In mostra l'artista che non racconta l’America dei grattacieli, di Amstrong o di Al Capone, ma disegna case coloniche, mansarde vittoriane, città dove tutto è immobile e senza tempo
di Lorella GiudiciNel 1960, a settantotto anni, Edward Hopper (1882-1967) dipinge uno dei suoi quadri più coraggiosi: Second story sunlight. La scena, vista come attraverso una macchina da presa, riprende due donne sulla terrazza di una casa in un’anonima cittadina americana: una, giovane e avvenente, indossa un bikini e siede sulla balaustra come se posasse per un servizio fotografico; l’altra, più anziana e intabarrata in un austero abito nero, è intenta a leggere un foglio, comodamente seduta su una sedia. L’opera viene acquistata dal Withney Museum che, come d’abitudine, fa compilare all’artista un questionario. Hopper vi riporta una sola osservazione: "E' un tentativo di dipingere la luce del sole bianca, con nessuno o quasi nessun pigmento giallo nel bianco. Ogni interpretazione psicologica dovrà essere aggiunta dall’osservatore".
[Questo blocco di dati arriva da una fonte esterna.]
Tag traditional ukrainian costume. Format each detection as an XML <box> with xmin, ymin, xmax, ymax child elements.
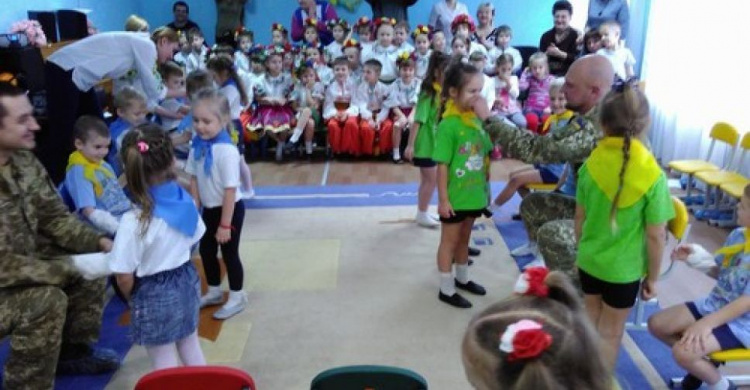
<box><xmin>250</xmin><ymin>72</ymin><xmax>295</xmax><ymax>133</ymax></box>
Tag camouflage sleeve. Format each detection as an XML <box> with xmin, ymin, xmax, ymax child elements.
<box><xmin>0</xmin><ymin>254</ymin><xmax>75</xmax><ymax>288</ymax></box>
<box><xmin>484</xmin><ymin>116</ymin><xmax>599</xmax><ymax>165</ymax></box>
E la tela è un capolavoro: di luce (che immobile, netta e diamantina disegna le geometrie delle case, per poi rifrangersi in un ultimo riquadro sul muro della parete interna), di mistero (nascoso nelle ombre del fitto bosco a ridosso delle abitazioni e nell’oscurità delle loro finestre), di silenzio (nella fissità della scena e nell’incomunicabilità delle sue donne, lontane per età, atteggiamento e spazio) e di colore, per cui il verde acido delle tende e quello più scuro delle chiome degli alberi contrastano con il rosso del comignolo e dello spicchio di tetto del portico, mentre il bianco è pietrificato dai grigi delle ombre e dai neri dei tetti.
Per queste sue atmosfere metafisiche, Preston lo ha definito “il de Chirico americano”. In effetti, Hopper non racconta l’America dei grattacieli, di Amstrong o di Al Capone, ma disegna case coloniche, mansarde vittoriane, città dai marciapiedi deserti, dai negozi chiusi, dalle tende abbassate e dove tutto è immobile e senza tempo.
Dipinge rotaie su cui non corrono mai treni, pompe di benzina senza auto, sottoscala e tunnel ferroviari avvolti nell’inquietante oscurità dell’attesa. E gli uomini, quando compaiono, o siedono dietro alle vetrine di bar deserti e silenziosi o calcano scene dai sipari chiusi, oppure sono tra le mura domestiche e noi rubiamo loro qualche istante di vita passando davanti alle finestre delle loro case e spiando nei loro uffici.
Su questo e su molto altro si sofferma la bella mostra in corso a Palazzo Fava (fino al 24 luglio), curata da Barbara Haskell, responsabile del Whitney Museum of American Art, in collaborazione con Luca Beatrice.
Inoltre, durante il periodo di mostra, sono previste numerose iniziative collaterali: dal 7 aprile al 26 giugno il Museo Morandi presenta un focus di paesaggi morandiani in un interessante dialogano a distanza con le opere dell’artista americano; la Fondazione Cineteca propone una rassegna che racconta l’influenza di Hopper sul cinema, a partire dal cinema noir, passando per Hitchock fino ad arrivare a Shirley - Visions of Reality di Gustav Deutsch (2013); l'Istituzione Biblioteche organizza alcune conferenze dedicate al rapporto fra la pittura di Hopper e la contemporanea letteratura americana.